Friday, December 22, 2006

Kentucky fears loss of traditional roadkill stew
Kentucky, the untamed western frontier when the American colonies declared independence in 1776, is struggling to keep a taste of its past alive -- a stew traditionally made from roadkill and veggies.

Burgoo is a stew-like soup of meat and vegetables that the settlers who poured through the Cumberland Gap survived on as they tamed this region. It featured whatever meat -- squirrel, rabbit or possum -- the backwoodsmen bagged on any given day.

But Owensboro in the western part of the state is now one of the few places where burgoo is still served in restaurants, at church picnics and barbecue cook-offs, albeit in a slightly updated form.

In many ways, burgoo is similar to Brunswick stew, another one-pot, slow-cooked dish popular in the south.
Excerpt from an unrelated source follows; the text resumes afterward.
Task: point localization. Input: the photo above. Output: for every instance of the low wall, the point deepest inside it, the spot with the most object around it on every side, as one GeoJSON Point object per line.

But unlike Brunswick stew, which has been embraced by epicures, burgoo is just a generation removed from its roots as a roadkill-and-veggie ragout. Indeed, in the late 1990s, during the scare over mad cow disease, health officials warned Kentuckians to stop eating squirrel brains, which, like squirrel meat, remains a something of a delicacy here.

A burgoo-making contest is also one of the highlights of Owensboro's annual International Bar-B-Q Festival where there as many recipes as chefs.

But Bosley says as time passes, the taste for burgoo even here in Owensboro is waning as chain restaurants push the traditional mom-and-pop restaurants out of business.

"We sell less and less of it every year," said Bosley. "It's a folk food so the old timers still want it. But fewer and fewer young people are eating it. The tradition's being lost... (and) it dilutes the food heritage of this country. It's sad."